Since the collapse of the Soviet Union, however, the victors have cast their achievement primarily as the triumph of freedom and taken to spreading free markets and free politics as the key to universal progress. They have forgotten that justice and equality were equally important concerns for many and that what was discredited was less communism's communitarian ideals than its ability to live up to them. The emergence of a world system dominated by the United States, meanwhile, has raised people's expectations that Washington could correct economic and political injustices if it really wanted to and has ensured that they are angry with it when problems persist, even if actual responsibility rests closer to home.
If the United States fails to train itself on alleviating injustice as much as on expanding freedom, the political-economic order of free-market individualism it promotes will be discredited and U.S. influence will wane.
[Emphasis added]
-- George Perkovich in Giving Justice Its Due, Foreign Affairs Vol 84, Number 4.

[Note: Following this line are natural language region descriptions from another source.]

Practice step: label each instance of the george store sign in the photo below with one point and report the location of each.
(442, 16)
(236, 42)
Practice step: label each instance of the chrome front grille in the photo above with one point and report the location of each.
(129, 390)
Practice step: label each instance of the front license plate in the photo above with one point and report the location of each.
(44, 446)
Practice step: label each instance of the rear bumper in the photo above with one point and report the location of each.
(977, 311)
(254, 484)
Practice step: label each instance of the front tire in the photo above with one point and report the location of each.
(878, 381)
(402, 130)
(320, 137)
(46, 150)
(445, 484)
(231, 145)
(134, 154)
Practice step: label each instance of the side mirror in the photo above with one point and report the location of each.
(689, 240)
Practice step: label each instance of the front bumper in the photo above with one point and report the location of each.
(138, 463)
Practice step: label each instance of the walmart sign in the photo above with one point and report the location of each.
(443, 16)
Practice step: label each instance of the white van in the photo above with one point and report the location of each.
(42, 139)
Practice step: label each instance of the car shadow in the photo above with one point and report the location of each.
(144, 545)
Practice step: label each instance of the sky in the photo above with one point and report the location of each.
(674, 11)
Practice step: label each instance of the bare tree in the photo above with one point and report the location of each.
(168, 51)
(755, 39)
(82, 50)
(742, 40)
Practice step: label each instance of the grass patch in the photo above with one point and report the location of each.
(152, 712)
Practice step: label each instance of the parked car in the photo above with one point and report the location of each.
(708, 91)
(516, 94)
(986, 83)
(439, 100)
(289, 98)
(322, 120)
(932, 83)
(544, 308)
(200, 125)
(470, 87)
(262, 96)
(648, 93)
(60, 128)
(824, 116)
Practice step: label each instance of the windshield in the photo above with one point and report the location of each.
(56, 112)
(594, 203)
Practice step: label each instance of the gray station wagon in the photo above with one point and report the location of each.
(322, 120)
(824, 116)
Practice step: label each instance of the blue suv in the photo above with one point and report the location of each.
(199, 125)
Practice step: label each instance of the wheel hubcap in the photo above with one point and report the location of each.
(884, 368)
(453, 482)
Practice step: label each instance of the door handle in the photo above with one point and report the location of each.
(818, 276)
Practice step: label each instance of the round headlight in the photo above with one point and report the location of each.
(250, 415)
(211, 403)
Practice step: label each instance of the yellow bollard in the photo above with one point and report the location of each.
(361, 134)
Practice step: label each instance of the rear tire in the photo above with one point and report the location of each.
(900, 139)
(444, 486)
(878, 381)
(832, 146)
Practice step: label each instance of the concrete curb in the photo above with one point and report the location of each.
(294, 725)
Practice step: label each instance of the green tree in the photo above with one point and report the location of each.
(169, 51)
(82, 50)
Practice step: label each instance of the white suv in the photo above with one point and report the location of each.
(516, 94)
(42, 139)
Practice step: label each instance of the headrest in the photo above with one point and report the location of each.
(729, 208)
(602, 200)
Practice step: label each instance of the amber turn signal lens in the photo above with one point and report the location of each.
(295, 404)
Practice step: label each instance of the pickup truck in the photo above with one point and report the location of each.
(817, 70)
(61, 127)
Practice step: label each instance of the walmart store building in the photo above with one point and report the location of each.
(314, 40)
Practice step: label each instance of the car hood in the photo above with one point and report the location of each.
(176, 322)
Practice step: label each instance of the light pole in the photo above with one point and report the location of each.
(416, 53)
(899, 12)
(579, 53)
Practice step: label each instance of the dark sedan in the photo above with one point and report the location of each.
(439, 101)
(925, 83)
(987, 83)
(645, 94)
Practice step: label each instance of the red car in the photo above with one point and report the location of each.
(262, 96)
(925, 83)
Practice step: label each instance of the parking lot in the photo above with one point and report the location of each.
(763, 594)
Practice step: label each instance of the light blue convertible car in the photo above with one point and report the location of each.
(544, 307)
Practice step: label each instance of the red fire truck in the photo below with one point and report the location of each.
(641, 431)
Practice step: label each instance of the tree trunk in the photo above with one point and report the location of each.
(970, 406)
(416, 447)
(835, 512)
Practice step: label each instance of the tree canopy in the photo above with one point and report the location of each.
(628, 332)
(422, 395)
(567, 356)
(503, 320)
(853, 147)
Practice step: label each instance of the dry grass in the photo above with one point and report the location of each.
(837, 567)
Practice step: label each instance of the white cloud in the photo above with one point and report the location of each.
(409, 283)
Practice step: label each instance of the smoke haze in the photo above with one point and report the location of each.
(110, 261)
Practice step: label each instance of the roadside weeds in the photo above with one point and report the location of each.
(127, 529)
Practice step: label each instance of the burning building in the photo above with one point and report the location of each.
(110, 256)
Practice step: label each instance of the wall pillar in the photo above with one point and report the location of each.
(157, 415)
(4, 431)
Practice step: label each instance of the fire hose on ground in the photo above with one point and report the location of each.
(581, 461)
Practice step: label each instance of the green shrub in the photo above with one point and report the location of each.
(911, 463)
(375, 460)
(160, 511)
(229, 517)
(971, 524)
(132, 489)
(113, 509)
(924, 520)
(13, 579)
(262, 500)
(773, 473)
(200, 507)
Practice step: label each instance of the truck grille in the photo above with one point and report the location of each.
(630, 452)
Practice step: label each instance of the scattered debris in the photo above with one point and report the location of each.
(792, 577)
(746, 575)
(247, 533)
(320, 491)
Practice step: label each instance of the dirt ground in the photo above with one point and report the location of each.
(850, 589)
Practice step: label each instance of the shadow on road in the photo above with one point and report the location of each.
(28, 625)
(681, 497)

Damn straight. Its a great article but sadly the full text is not available freely online - because it goes to discuss the importance of justice rhetoric's in the agenda of terorrists. Its one of the more balanced critiques I have read of the terrorist agenda and its interrelationship with the globalisation of the American market economy. For many, it won't be pretty reading because it confronts some ugly truths - but those ugly truths need to be addressed. You can't win a war if you are unwilling to engage the enemy - and, personally, I think for all their warmongering, the West has largely failed to engage the terrorists. The 'war on terror' isn't a conventional war - its a moral war. To quote verbatim from John Robb: "Victory in 4GW warfare is won in the moral sphere. The aim of 4GW is to destroy the moral bonds that allows the organic whole to exist -- cohesion."